Hoje tive folga do trabalho e queria começar meu dia postando a próxima entrada do diário de bordo. Também queria agradecer pelos comentários da primeira postagem.

Algumas pessoas me mandaram links de sites que possam ter pertencido à Rob J. Guthard. Alguém até se ofereceu a procurar lojas de espelhos em Phoenix e tentar encontrar a rota até o bairro de Rob. Passarei o dia fazendo algumas ligações internacionais e enviando e-mails, mas se tiverem outras ideias sobre como eu poderia achar mais pistas, realmente aprecio a ajuda de vocês.
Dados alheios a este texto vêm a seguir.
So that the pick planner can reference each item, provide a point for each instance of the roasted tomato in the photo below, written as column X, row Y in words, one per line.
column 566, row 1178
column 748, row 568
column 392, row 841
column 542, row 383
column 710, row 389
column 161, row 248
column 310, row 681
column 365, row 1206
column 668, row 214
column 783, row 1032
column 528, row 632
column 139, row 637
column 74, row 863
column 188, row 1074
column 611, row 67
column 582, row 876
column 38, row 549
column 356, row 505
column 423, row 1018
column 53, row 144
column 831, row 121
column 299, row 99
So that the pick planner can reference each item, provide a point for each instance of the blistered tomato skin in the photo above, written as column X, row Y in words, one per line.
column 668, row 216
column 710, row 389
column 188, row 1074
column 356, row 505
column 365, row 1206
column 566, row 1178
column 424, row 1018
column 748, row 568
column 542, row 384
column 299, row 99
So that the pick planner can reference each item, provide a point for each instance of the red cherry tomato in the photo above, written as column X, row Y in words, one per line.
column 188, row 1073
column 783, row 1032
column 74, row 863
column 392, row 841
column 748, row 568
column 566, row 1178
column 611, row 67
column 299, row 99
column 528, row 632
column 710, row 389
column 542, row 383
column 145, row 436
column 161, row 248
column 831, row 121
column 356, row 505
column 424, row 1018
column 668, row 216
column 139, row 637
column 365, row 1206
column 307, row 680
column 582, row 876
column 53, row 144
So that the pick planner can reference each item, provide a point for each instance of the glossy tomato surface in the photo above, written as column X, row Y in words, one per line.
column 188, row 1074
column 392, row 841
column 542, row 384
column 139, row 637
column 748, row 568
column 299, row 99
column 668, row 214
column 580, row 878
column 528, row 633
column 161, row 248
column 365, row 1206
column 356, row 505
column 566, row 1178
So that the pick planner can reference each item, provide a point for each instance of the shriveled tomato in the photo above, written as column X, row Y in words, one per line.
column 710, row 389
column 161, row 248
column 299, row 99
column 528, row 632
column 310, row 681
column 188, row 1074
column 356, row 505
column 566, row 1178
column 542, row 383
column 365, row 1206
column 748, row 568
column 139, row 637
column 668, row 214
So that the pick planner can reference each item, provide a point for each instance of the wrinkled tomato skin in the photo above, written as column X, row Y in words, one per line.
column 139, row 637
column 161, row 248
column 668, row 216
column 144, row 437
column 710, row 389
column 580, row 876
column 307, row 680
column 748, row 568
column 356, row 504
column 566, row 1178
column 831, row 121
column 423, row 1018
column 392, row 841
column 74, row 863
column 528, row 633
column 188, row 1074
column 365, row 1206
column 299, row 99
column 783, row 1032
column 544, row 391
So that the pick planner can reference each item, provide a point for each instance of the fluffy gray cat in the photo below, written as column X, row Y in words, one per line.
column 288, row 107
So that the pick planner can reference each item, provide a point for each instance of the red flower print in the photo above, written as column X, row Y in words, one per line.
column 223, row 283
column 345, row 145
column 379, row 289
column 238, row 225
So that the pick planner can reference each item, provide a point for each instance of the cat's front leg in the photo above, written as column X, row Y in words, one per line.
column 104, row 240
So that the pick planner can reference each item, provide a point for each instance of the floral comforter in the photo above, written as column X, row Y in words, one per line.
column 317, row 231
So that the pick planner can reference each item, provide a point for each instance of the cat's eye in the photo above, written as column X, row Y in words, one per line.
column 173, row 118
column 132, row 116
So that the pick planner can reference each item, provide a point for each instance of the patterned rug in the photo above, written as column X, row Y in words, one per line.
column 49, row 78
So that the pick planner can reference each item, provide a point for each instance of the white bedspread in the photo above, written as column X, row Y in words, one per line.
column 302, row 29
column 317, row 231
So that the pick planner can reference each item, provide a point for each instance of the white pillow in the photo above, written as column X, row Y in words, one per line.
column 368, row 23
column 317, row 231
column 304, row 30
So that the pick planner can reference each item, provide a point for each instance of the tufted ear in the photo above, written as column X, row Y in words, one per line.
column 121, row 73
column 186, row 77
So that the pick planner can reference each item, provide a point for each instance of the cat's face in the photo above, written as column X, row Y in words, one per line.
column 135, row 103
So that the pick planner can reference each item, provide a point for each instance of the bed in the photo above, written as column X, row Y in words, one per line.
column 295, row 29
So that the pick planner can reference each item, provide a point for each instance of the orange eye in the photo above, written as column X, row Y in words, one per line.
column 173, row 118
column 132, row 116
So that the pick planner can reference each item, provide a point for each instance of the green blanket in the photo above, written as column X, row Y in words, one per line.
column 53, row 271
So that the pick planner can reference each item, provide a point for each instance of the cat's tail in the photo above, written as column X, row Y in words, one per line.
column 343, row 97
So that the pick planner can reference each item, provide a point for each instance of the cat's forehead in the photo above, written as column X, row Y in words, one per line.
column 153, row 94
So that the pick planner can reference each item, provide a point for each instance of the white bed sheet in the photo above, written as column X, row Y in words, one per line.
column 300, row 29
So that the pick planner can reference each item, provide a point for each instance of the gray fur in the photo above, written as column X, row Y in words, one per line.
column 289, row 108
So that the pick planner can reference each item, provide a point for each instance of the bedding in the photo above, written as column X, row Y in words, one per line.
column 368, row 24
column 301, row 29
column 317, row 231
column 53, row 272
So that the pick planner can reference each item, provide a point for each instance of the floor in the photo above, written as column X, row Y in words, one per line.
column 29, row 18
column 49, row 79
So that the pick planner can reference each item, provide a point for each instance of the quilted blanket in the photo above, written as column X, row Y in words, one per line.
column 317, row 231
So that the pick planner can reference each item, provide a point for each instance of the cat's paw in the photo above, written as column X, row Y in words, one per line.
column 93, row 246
Para ser honesto, vou precisar de toda ajuda que puder. Toda essa experiência mostrou que eu realmente não sou Alice Sharma.

Falando nela, vou deixar que assuma daqui em diante.

Obrigado de novo.

***

O Jogo da Esquerda/Direita [RASCUNHO 1] 08/02/2017

A próxima esquina vem imediatamente depois do túnel.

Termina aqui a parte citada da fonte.